Hannah Kent : Incandescentes


Dans Incandescentes, l’écrivaine australienne Hannah Kent écrit sur une communauté religieuse, les Vieux-Luthériens, persécutés pour leur foi dans un petit village de Prusse au début du XIX siècle. Le roman commence en 1836 et nous faisons connaissance d'une jeune fille de 14 ans, Hanne, qui aime vivre librement en pleine nature, écoutant le langage de la terre, de l’eau et des arbres. Un peu sauvage, un peu à part, elle n’a pas d’amie et se sent à l’étroit avec toutes les contraintes qui pèsent sur les filles, les devoirs et les obligations, celle du mariage par exemple, et aussi le rejet de la sexualité, de l’éveil du corps. La religion austère, étroite, sans indulgence, pèse lourdement sur chaque instant de sa vie. Etant donné son âge, elle ne peut plus partager la chambre de son frère jumeau et vit mal cette séparation, d’autant plus que la famille est dévastée par un drame, la mort du frère aîné, tué au moment des persécutions menées contre les Vieux-Luthériens. 

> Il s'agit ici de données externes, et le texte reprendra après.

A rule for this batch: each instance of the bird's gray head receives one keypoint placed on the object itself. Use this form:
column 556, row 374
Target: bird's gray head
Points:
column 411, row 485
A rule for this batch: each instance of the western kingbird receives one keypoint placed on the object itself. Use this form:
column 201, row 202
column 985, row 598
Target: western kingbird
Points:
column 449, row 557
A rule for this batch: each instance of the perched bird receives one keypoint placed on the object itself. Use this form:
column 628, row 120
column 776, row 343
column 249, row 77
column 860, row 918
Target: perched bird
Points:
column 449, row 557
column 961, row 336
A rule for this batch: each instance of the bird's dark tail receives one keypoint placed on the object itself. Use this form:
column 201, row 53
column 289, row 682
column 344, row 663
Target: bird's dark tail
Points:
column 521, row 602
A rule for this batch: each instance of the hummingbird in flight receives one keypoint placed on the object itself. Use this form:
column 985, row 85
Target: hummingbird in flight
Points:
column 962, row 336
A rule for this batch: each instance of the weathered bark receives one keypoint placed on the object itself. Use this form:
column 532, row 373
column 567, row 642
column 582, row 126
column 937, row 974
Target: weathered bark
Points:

C’est alors que vient s’installer une nouvelle famille dans le village dont Anna Maria qui va s’attirer l’hostilité de certains villageois. Elle est accoucheuse et utilise des plantes et aussi un livre occulte (?)  pour guérir et accoucher les femmes. Il n’en faut pas plus, bien souvent, pour être considérée comme une sorcière ! Sa fille Thea va nouer connaissance avec Hanne qui devient son âme-soeur. Les deux jeunes filles vont s’aimer d’un amour entier, lumineux, sensuel et innocent à la fois, à l’âge des premiers émois, du premier baiser, sans trop savoir quel nom donné à cet émerveillement qu’elles éprouvent. Incandescentes !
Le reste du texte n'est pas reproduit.